Important considerations in preparing an action are:

  1. The public and referrer’s to IAPT cannot give ‘informed consent’ to the Service’s ministrations if they are misled on effectiveness. There has been no independent substantiation of the services claim. My own work Scott (2018) suggests that only the tip of the iceberg recover.
  2. IAPT by its’s own admission does not diagnose, how then can it meaningfully speak of ‘recovery’?  
  3. The term  ‘recovery’ implies ‘staying-well’ for a period that an ordinary member of the public would regard as reasonable e.g at least 8 weeks, yet IAPT have published no such data on the maintenance of treatment gains.
  4. IAPT’s claims are based entirely on its own chosen metric, a reduction to a below ‘caseness’  scores on at least one psychometric test and its’ interpretation of the results [IAPT Manual (2019)]. They operate with an attributional bias taking credit  for reduced scores, neglecting competing explanations, including:  

a) people present to services at their worst and there is an inevitable improvement with the passage of time – regression to the mean

b) services that give mental health sufferers attention such as the Citizens Advice Bureaux report 70% of service users claiming an improvement in mental health  yet the CABx does not purport to offer an evidence-based psychological treatment. There is no evidence that IAPT client’s fare any better, suggesting that the service confers no added benefit.

c) the tests are conducted under the auspices of the treating clinician, introducing the possibility that the client will give the latter a favourable answer, rather like being asked as you leave a restaurant ‘was everything ok?

d) neither client or clinician wants to feel that they have wasted their time, predisposing both to make a positive response to any enquiry.  

5. There is no evidence that IAPT delivers the evidence-based NICE compliant psychological treatment it claims. The entry requirement for NICE protocols is reliable diagnosis but as IAPT by its’ own admission does not make diagnoses, compliance has to be a marketing gimmick. There have been no fidelity checks on IAPT.

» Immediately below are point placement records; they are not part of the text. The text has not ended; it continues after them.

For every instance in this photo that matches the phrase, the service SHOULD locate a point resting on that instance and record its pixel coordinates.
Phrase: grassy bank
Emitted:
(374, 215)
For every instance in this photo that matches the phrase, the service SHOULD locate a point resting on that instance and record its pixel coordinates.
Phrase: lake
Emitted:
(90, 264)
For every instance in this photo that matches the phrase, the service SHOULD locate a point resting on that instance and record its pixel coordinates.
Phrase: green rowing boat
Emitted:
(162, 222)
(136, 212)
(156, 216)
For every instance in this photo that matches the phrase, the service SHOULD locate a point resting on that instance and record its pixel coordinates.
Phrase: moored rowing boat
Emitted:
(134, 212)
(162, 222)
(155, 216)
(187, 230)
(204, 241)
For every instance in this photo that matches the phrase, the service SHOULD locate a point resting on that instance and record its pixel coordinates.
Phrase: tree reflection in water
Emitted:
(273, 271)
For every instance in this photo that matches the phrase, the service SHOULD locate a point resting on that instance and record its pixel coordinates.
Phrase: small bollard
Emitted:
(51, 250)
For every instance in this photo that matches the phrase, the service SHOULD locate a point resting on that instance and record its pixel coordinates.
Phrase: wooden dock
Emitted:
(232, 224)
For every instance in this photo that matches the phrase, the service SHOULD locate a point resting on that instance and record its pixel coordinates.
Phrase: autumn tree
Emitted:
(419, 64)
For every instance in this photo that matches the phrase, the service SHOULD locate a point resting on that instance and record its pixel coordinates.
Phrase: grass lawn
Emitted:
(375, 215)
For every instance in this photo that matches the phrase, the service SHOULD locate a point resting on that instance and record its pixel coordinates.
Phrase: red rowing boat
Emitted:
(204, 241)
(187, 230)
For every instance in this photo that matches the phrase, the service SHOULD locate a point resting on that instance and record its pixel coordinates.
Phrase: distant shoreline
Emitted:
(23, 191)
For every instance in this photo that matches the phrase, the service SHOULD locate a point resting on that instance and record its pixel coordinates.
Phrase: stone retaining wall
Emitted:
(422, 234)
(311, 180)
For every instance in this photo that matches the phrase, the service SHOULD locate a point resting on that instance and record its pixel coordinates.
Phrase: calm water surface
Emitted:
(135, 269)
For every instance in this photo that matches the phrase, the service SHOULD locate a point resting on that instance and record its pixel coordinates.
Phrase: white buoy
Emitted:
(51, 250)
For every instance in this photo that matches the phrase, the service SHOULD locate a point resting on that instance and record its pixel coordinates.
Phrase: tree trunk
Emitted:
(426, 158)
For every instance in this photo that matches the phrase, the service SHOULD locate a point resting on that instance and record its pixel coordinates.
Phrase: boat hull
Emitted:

6. Most people initially accessing IAPT do not in fact receive psychological therapy, the staff they encounter are Psychological Wellbeing Practitioners (PWPs)  not therapists, the public do not get what it says on the tin ‘Access to Psychological Therapy’, to a non-lawyer this sounds like fraud!

The Perils of Seeking Psychological Therapy

It is rather like putting your car into the garage and finding your vehicle serviced rather than repaired as you asked. When you arrive to pick it up you discover the garage  doesn’t do ‘diagnostics’, nevertheless you are expected to pay the bill!

The Fraud Is Perpetuated By All The August Bodies Who Should Know Better

At the very least it all sounds very fishy. Yet NHS England, the National Audit Office, Clinical Commissioning Groups, the British Association for Behavioural and Cognitive Psychotherapy (BABCP) and the British Psychological Society all pay homage to IAPT, at a cost of about £5 billion to the public since its inception. These bodies are desperate to avoid cognitive dissonance, they wish to maintain their positive self-image at all costs, with a free flow of staff between the bodies and steadfastly refuse to consider that the decade long experiment with IAPT is a failure. But even more tragically mental health sufferers are left to feed on morsels.